Jaxom heard the coldness in N’ton’s voice; it matched the sudden freezing in his guts. Mirrim’s petulant comment resounded over and over in his ears.
“You know what I mean, N’ton…”
Just like Mirrim, Jaxom thought, not to heed the warning in N’ton’s voice.
“You ought to,” she went on with the impetus of grievance. “Wasn’t it you who told F’nor and Brekke that you doubted if Ruth would ever mate? Where are you going, N’ton? I thought you were going…”
“You don’t think, Mirrim!”
“What’s the matter, N’ton?” The sudden panic in her voice afforded Jaxom some consolation.
[…N’ton reveals Jaxom within earshot…]
“Jaxom?” Mirrim cried. “Oh no!” Then Jaxom heard her running away, saw the glow basket jolting, heard her weeping. Just like the girl, speak first, think later and weep for days. She’d be repentant and hanging on about him, driving him between with her need to be forgiven her thoughtlessness.

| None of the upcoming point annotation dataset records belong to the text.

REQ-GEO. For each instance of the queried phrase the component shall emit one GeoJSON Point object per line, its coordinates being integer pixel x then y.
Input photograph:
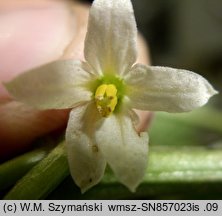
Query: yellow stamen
{"type": "Point", "coordinates": [106, 99]}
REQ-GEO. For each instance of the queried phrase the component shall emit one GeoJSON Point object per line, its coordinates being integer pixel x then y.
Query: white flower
{"type": "Point", "coordinates": [103, 91]}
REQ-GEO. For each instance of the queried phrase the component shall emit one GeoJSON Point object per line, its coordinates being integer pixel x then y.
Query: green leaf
{"type": "Point", "coordinates": [43, 178]}
{"type": "Point", "coordinates": [11, 171]}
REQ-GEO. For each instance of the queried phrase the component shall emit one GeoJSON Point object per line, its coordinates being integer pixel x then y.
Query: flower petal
{"type": "Point", "coordinates": [110, 45]}
{"type": "Point", "coordinates": [167, 89]}
{"type": "Point", "coordinates": [57, 85]}
{"type": "Point", "coordinates": [86, 162]}
{"type": "Point", "coordinates": [124, 150]}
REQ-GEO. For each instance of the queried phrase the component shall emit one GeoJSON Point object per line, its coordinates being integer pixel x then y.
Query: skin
{"type": "Point", "coordinates": [28, 38]}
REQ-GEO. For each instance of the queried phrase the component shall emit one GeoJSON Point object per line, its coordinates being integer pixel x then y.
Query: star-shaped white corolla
{"type": "Point", "coordinates": [103, 91]}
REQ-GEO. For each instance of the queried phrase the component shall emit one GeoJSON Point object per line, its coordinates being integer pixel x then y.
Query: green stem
{"type": "Point", "coordinates": [11, 171]}
{"type": "Point", "coordinates": [43, 178]}
{"type": "Point", "coordinates": [184, 173]}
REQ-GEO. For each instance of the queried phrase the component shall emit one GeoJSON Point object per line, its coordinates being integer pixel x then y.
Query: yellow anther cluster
{"type": "Point", "coordinates": [106, 99]}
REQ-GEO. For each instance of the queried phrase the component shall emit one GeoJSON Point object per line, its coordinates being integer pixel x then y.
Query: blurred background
{"type": "Point", "coordinates": [183, 34]}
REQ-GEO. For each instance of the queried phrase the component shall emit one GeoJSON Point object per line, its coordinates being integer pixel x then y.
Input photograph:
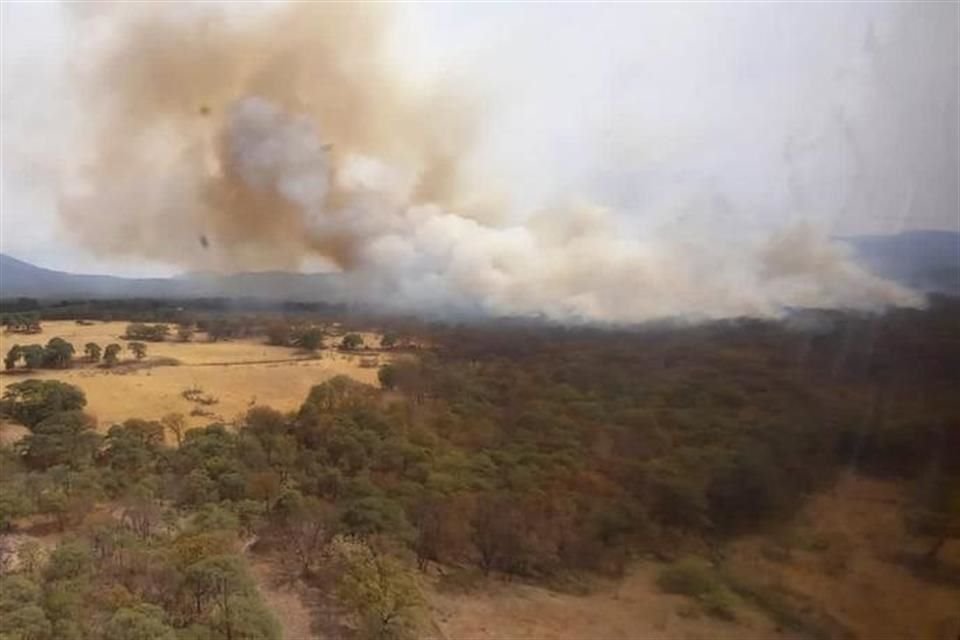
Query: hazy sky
{"type": "Point", "coordinates": [758, 115]}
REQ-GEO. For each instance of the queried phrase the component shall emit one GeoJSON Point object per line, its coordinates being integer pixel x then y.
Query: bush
{"type": "Point", "coordinates": [696, 578]}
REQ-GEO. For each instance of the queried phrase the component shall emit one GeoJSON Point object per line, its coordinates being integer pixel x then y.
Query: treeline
{"type": "Point", "coordinates": [27, 322]}
{"type": "Point", "coordinates": [59, 354]}
{"type": "Point", "coordinates": [523, 451]}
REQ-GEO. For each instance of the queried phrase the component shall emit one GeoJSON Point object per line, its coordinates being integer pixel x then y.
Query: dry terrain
{"type": "Point", "coordinates": [238, 373]}
{"type": "Point", "coordinates": [848, 557]}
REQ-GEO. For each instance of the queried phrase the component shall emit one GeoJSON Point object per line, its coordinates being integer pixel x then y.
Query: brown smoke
{"type": "Point", "coordinates": [157, 172]}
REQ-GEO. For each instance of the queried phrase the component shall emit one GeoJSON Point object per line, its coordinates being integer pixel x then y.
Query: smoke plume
{"type": "Point", "coordinates": [292, 138]}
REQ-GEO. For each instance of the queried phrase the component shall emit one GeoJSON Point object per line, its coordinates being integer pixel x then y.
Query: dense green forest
{"type": "Point", "coordinates": [516, 450]}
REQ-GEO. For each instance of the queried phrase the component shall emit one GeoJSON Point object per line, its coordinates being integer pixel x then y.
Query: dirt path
{"type": "Point", "coordinates": [631, 609]}
{"type": "Point", "coordinates": [284, 601]}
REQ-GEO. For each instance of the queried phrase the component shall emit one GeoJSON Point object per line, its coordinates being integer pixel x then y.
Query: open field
{"type": "Point", "coordinates": [239, 373]}
{"type": "Point", "coordinates": [848, 557]}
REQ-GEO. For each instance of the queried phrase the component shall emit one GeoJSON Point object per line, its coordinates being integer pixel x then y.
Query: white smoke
{"type": "Point", "coordinates": [571, 264]}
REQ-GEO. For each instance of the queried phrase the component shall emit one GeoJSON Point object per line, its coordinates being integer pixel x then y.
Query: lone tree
{"type": "Point", "coordinates": [176, 424]}
{"type": "Point", "coordinates": [351, 341]}
{"type": "Point", "coordinates": [33, 356]}
{"type": "Point", "coordinates": [138, 349]}
{"type": "Point", "coordinates": [93, 351]}
{"type": "Point", "coordinates": [377, 589]}
{"type": "Point", "coordinates": [185, 332]}
{"type": "Point", "coordinates": [309, 339]}
{"type": "Point", "coordinates": [111, 354]}
{"type": "Point", "coordinates": [12, 357]}
{"type": "Point", "coordinates": [58, 353]}
{"type": "Point", "coordinates": [32, 401]}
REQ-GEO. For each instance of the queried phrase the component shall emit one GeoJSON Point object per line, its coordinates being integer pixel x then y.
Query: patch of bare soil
{"type": "Point", "coordinates": [285, 599]}
{"type": "Point", "coordinates": [629, 609]}
{"type": "Point", "coordinates": [843, 560]}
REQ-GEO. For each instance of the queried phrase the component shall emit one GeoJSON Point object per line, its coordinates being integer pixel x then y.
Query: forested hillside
{"type": "Point", "coordinates": [526, 452]}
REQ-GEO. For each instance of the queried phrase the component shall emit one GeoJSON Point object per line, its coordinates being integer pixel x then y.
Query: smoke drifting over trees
{"type": "Point", "coordinates": [292, 138]}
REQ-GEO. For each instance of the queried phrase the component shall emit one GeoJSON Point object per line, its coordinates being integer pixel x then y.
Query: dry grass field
{"type": "Point", "coordinates": [238, 373]}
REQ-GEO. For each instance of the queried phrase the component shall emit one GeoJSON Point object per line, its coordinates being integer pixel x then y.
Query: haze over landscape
{"type": "Point", "coordinates": [706, 173]}
{"type": "Point", "coordinates": [480, 321]}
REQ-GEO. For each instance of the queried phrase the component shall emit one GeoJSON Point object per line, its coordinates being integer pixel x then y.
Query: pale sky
{"type": "Point", "coordinates": [842, 114]}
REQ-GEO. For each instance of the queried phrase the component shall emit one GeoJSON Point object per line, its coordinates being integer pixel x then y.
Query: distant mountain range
{"type": "Point", "coordinates": [925, 260]}
{"type": "Point", "coordinates": [22, 279]}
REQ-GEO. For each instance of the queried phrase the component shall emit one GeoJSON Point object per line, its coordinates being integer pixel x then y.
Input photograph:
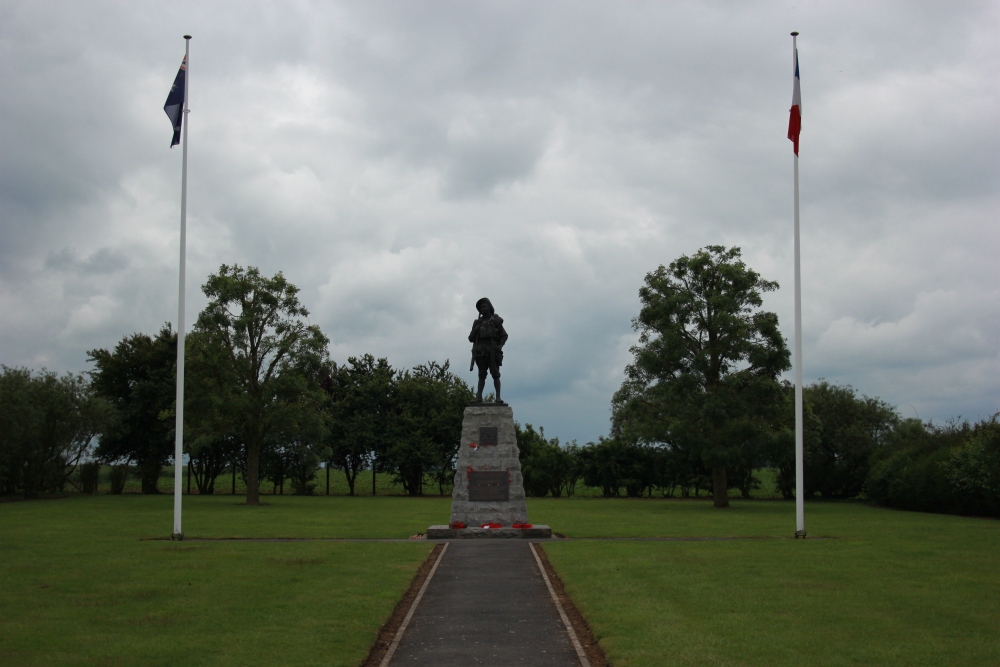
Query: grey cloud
{"type": "Point", "coordinates": [399, 160]}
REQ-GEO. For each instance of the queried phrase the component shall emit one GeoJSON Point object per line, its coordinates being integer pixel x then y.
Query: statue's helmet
{"type": "Point", "coordinates": [485, 301]}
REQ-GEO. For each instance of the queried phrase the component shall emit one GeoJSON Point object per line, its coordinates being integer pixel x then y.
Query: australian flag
{"type": "Point", "coordinates": [175, 103]}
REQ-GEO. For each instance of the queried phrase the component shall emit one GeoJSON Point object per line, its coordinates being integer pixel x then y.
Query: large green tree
{"type": "Point", "coordinates": [138, 377]}
{"type": "Point", "coordinates": [265, 360]}
{"type": "Point", "coordinates": [430, 403]}
{"type": "Point", "coordinates": [705, 372]}
{"type": "Point", "coordinates": [361, 407]}
{"type": "Point", "coordinates": [46, 425]}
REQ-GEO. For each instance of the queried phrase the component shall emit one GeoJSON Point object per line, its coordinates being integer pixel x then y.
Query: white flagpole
{"type": "Point", "coordinates": [800, 512]}
{"type": "Point", "coordinates": [179, 409]}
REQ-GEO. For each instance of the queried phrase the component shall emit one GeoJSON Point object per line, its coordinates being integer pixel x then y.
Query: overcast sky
{"type": "Point", "coordinates": [399, 160]}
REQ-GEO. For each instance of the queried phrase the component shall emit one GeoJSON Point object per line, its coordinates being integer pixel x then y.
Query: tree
{"type": "Point", "coordinates": [138, 378]}
{"type": "Point", "coordinates": [360, 405]}
{"type": "Point", "coordinates": [851, 429]}
{"type": "Point", "coordinates": [547, 467]}
{"type": "Point", "coordinates": [430, 403]}
{"type": "Point", "coordinates": [47, 423]}
{"type": "Point", "coordinates": [264, 357]}
{"type": "Point", "coordinates": [705, 370]}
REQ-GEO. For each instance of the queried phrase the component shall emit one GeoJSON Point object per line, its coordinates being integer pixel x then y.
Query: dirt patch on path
{"type": "Point", "coordinates": [595, 654]}
{"type": "Point", "coordinates": [388, 631]}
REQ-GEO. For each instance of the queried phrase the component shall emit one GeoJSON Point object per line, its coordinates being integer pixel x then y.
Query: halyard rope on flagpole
{"type": "Point", "coordinates": [179, 406]}
{"type": "Point", "coordinates": [800, 515]}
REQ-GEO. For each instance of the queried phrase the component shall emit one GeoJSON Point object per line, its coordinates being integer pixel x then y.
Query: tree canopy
{"type": "Point", "coordinates": [138, 378]}
{"type": "Point", "coordinates": [265, 360]}
{"type": "Point", "coordinates": [704, 378]}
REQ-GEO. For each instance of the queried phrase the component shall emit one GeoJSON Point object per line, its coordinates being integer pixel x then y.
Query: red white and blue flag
{"type": "Point", "coordinates": [795, 115]}
{"type": "Point", "coordinates": [174, 107]}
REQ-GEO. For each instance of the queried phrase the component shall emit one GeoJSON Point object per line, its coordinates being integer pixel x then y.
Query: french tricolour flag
{"type": "Point", "coordinates": [795, 115]}
{"type": "Point", "coordinates": [175, 103]}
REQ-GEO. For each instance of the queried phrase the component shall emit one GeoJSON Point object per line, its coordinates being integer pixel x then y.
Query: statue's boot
{"type": "Point", "coordinates": [496, 386]}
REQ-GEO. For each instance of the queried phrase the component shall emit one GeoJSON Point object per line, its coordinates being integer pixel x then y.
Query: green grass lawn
{"type": "Point", "coordinates": [81, 588]}
{"type": "Point", "coordinates": [888, 588]}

So, I’m very much not sure what to do with this. The brash and unapologetic Mirrim we’ve seen so far wouldn’t crumble at her target overhearing her. At the same time, if the aggressiveness is a front and Mirrim uses it because she sees it as the only way to survive and be on an equal footing with the hypermasculine dragonriders, then the thought of having actually hurt someone might be enough to set her off. That Jaxom groans at this, making it sound like Mirrim does this tears-and-apology routine a lot, suggests that the second interpretation is more likely, which makes Mirrim continually victimized and hurt by the institutional anti-women sentiments embedded deeply in Pern and in the narrative. Once again, the narrative punishes women who get ideas, and it doesn’t permit anyone else to speak positively on their behalf. (Which is interpretation three – Mirrim goes off to cry because men cannot be impugned without swift consequences on Pern.)
After Mirrim leaves, N’ton apologizes and Jaxom dismisses the whole thing – after all, Ruth doesn’t understand and Jaxom’s okay with having an ace dragon. Ruth, on the other hand, is itchy and his concern is what Jaxom can focus on. While retrieving oil for Ruth, Jaxom is annoyed at not ever being treated as a full dragonrider (a Thing that should generate empathy for Mirrim, not scorn), and on his return, he finds that Mirrim has been sent back to Benden and Sharra is itching Ruth.
And to close out this triple-length chapter, it turns out that Jaxom’s penis sense is correct. Sort of. Ruth called Sharra over to get Jaxom to open his mind up again, which Ruth apparently has determined means sex. Sharra is apparently up for opening Jaxom’s mind.
Jaxom asks “Will you do that for us, Sharra?” and her reply is “I would do anything for you, Jaxom, anything for you and Ruth!” Which doesn’t actually sound like she’s interested in Jaxom per se, but she is interested in Ruth, and Jaxom is the vehicle for that. Now, it’s entirely possible that Sharra has become affectionate for Jaxom during his recovery, but she’s been giving him a lot of signals that says she thought it was the fever talking and not him. I haven’t seen any change in her that hasn’t been filtered through Jaxom’s desire for her. To have it come to sex at this point seems to be a sign of narrative necessity and not any organic reason that has to do with Jaxom.
The closing line for the chapter is
They made love in the soft warm darkness, delighting in each other and fully responsive to the moment of ecstasy that came, totally aware that Ruth loved with them.
Which still suggests that Ruth is the interesting thing in their mental threesome and not Jaxom. It would be nice to have more explicit confirmation of this from the text, otherwise it’s basically the narrative rewarding Jaxom for being creepy, possessive, and trying to control Sharra. Which, admittedly, is in character for the narrative, but is still a bad thing.
Now that I look at it, Ruth may, in fact, have a sex drive, but not one that wants to engage in mating flights and the physicality that goes along with it. He’d rather be engaged with the minds in the act than get physical. Being able to peer into Ruth’s head during this would be nice. Instead, all we get is everyone apparently has a good time.